Mais la reconstruction nécessitait un nouvel architecte qui
pouvait considérer cette nouvelle dimension chrétienne – l’Esprit-Saint
s’imposa comme bâtisseur. Petit problème : mon parcours sinueux m’avait
fait déserter l’Église peu avant ma Confirmation, rendant pratiquement
impossible un discernement éclairé. C’est donc en tant que catéchumène que
commence sérieusement ma recherche vocationnelle. Toutes les options sont sur
la table; j’étais ouvert à toutes les directions où l’Esprit voudrait souffler.

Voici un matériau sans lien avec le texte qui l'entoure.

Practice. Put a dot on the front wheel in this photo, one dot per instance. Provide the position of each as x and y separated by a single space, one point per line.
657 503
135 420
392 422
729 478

Arrive finalement le jour de ma Confirmation. Après avoir
communié pour la première comme catholique confirmé, je décide de faire mon
action de grâce dans une chapelle latérale dédiée à la Vierge. Comme plusieurs
années auparavant, je m’abandonne entre ses mains pour qu’elle lance là où elle
veut. Instantanément, de nulle part, la certitude de l’appel à devenir prêtre
m’envahit. Elle ne m’a pas quitté depuis ce jour où ma prière enfantine a été
exaucée de la manière la plus inattendue, après presque dix ans de maturation.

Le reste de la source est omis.